Pop Culture Has Its Way With Karl Rove (or The Revenge of Jack Ryan):
One of the things that has failed liberals at every step of the way on stories as seemingly cut and dried as, say, Dick Cheney's relationship with Halliburton is that we've been on the wrong side of the simple vs. complex storyline. See, in order to understand how diabolical the Cheney/Halliburton nexus is, one has to immerse oneself into laws and rules regarding the finances of government officials, the various schemes created for assuring Halliburton would become bloated like dead hippo corpse, and more. Shit, it's just easier to ignore it.
But this time we're finally on the easy-to-understand, anger-inducing side: Karl Rove outed a CIA agent for petty vengeance against her husband. That's all the narrative that's necessary. To counter that, the opposing side needs to entangle itself in legalistic arguments and semantical stunts, the kinds of arguments that always seem to be what liberals are making. Look at the stunning recitation of alleged history, law, and "media bias," all wadded into a huge ball of semen-stained Kleenex for your disposal by Andrew McCarthy (not the one who made a corpse seem alive in Weekend at Bernie's, but, as a writer for the National Review, achieves the same effect). Watch any of your loyal right-wing pundits act like they know the minutiae of rules and legalities. It's positively, breathtakingly, as they would have once said, "Clintonesque."
On Fox "News" last night, Sean Hannity interviewed Michael Isikoff about the Rove/Plame affair, and Isikoff scoffed as Hannity sputtered and tried to claim the story was evidence of "media bias" and that the "law" on revealing covert agents wasn't broken. Isikoff simply told Hannity to take a step back from the ledge and wait until Patrick Fitzgerald's done.

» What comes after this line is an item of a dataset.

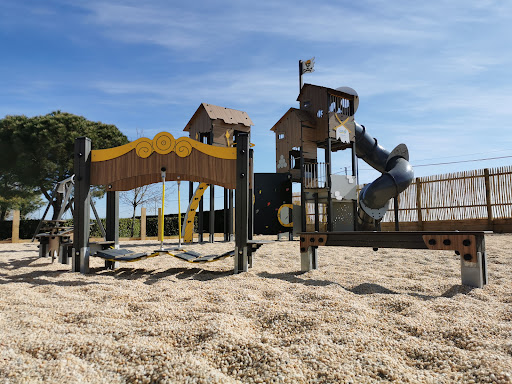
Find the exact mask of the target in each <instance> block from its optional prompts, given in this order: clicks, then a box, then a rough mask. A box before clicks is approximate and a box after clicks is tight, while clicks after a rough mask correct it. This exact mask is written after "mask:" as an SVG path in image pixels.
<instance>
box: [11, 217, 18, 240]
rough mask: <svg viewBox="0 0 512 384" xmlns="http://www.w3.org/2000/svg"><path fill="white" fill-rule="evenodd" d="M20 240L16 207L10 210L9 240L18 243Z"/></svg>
mask: <svg viewBox="0 0 512 384" xmlns="http://www.w3.org/2000/svg"><path fill="white" fill-rule="evenodd" d="M19 241H20V211H19V210H18V209H16V210H14V211H13V212H12V235H11V242H12V243H18V242H19Z"/></svg>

Hannity, never a man to be told he looks like a drooling, idiot ape, refused, calling the whole story a media-manufactured "food fight."

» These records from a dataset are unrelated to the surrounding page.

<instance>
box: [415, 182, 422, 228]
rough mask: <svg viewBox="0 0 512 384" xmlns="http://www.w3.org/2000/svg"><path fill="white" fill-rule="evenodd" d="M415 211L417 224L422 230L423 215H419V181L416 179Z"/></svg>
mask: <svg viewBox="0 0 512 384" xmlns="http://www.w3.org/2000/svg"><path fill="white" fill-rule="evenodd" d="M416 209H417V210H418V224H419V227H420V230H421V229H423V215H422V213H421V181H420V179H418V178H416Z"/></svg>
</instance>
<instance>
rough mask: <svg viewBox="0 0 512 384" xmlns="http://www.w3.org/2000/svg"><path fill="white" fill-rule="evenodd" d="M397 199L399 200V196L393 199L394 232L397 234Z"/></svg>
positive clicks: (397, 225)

What's happening here, with polls showing that very few Americans believe the Bush administration on the whole issue, is the American public, having been fed years of propagandistic books, films, and television shows, since the Cold War, about how magnificent the CIA is in protecting our freedom (despite, you know, having often done quite the opposite), feels as if it's looking out for Jack Ryan. You know Jack Ryan, Tom Clancy's CIA agent, played by AlecBaldwinHarrisonFordBenAffleck in the movies. By this point in a Clancy novel or film, Jack Ryan (or someone) would have grabbed the tweedy, bespectacled, fat, balding asshole politico, who thought a CIA agent's identity was just more political capital to be spent when expedient, and beaten the shit out of him, leaving him bleeding, glasses broken, pissing himself on the floor of the Oval Office. Hell, where do you wanna go with this? Jason Bourne? Sydney Bristow? Bill Cosby on I Spy? George Smiley? James fuckin' Bond? All of the spy glorification in pop culture has made it a cardinal rule: you don't blow someone's cover.

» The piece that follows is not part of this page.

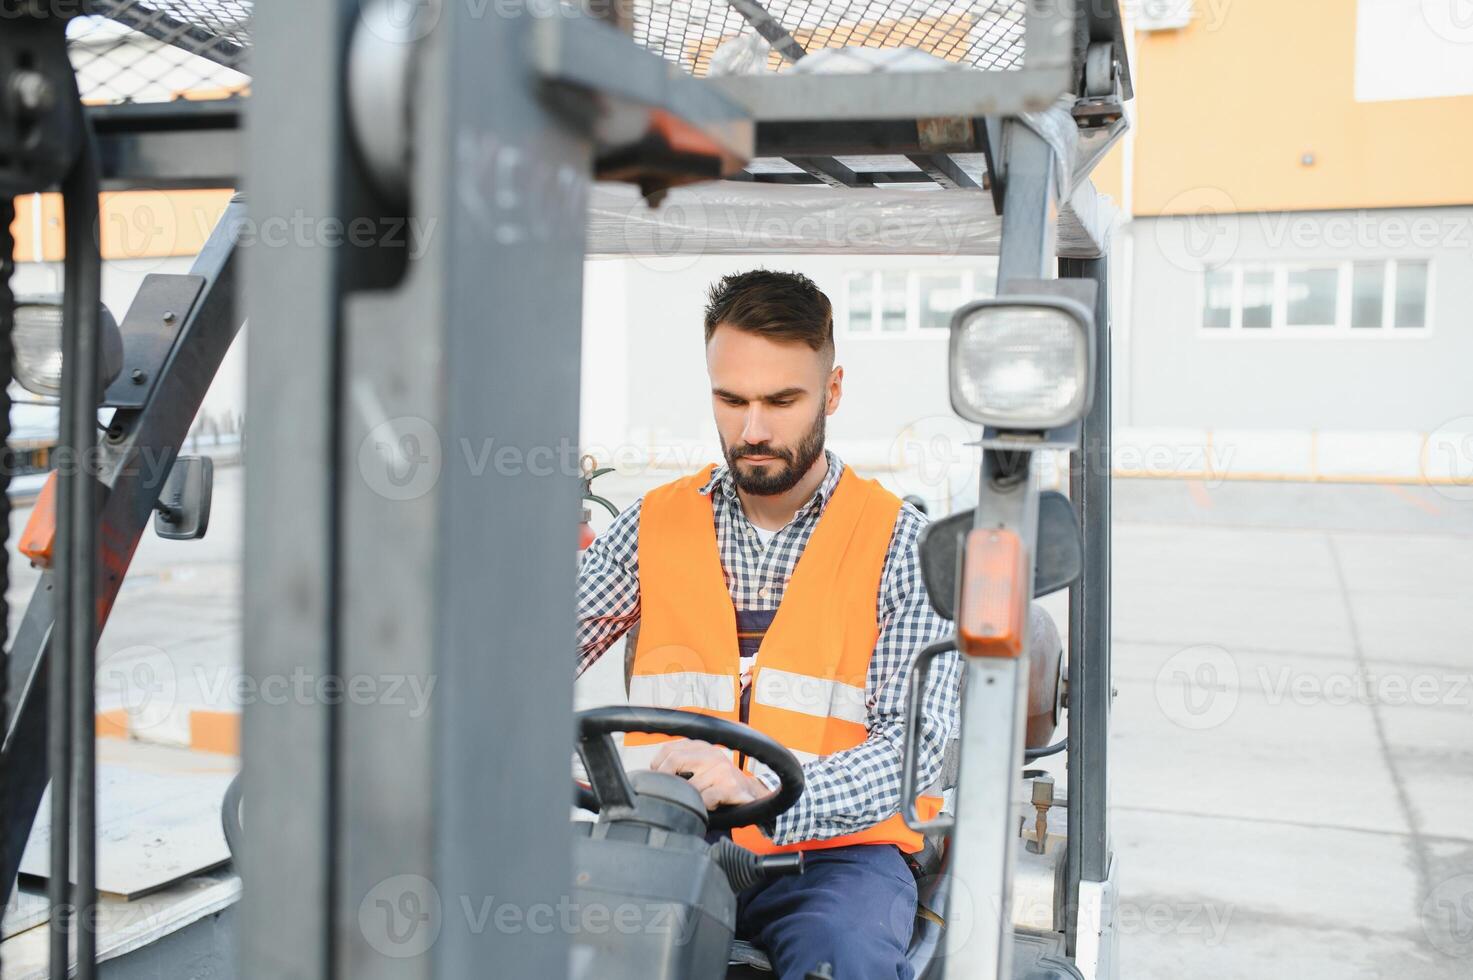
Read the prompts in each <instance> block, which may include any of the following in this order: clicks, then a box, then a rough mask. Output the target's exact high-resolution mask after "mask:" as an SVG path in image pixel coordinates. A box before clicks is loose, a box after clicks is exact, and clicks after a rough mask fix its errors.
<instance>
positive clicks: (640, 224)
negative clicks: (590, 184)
mask: <svg viewBox="0 0 1473 980" xmlns="http://www.w3.org/2000/svg"><path fill="white" fill-rule="evenodd" d="M595 218H597V215H595ZM709 239H710V228H709V227H707V215H706V208H704V206H703V205H701V203H700V202H686V200H681V197H679V193H676V192H673V193H672V195H670V196H667V197H666V199H664V202H663V203H658V205H644V203H639V202H632V203H629V205H627V211H625V217H623V240H625V251H626V252H627V253H629V255H630V256H632V258H633V259H635V261H636V262H639V264H641V265H644V267H645V268H648V270H650V271H653V273H683V271H685V270H688V268H691V267H692V265H695V262H697V261H700V258H701V256H703V255H704V253H706V249H707V246H709V243H710V242H709Z"/></svg>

The Rove story has legs because the corporate media that lionizes spies over and over as a way of justifying secret operations against Americans, as well as bullshit like the Contras and more, has taught the public to love them some CIA agents. In a Clancy novel, we know who the villains are: they are just as likely to be the bureaucrats in DC as they are the arms dealers. And both should be dealt with as criminals.
So all Democrats really have to do is stand back and let these fuckers twist in the wind. When we hear Rove told Matt Cooper, "I've said too much already," we know that that's the line of scoundrels and weasels trying to cover their own asses. When we hear the President lower the ethical standards bar by which one can work for the White House all the way to the floor, we know that he's covering for his friend. It's all SOP for those who, it seems more and more each day, are SOL.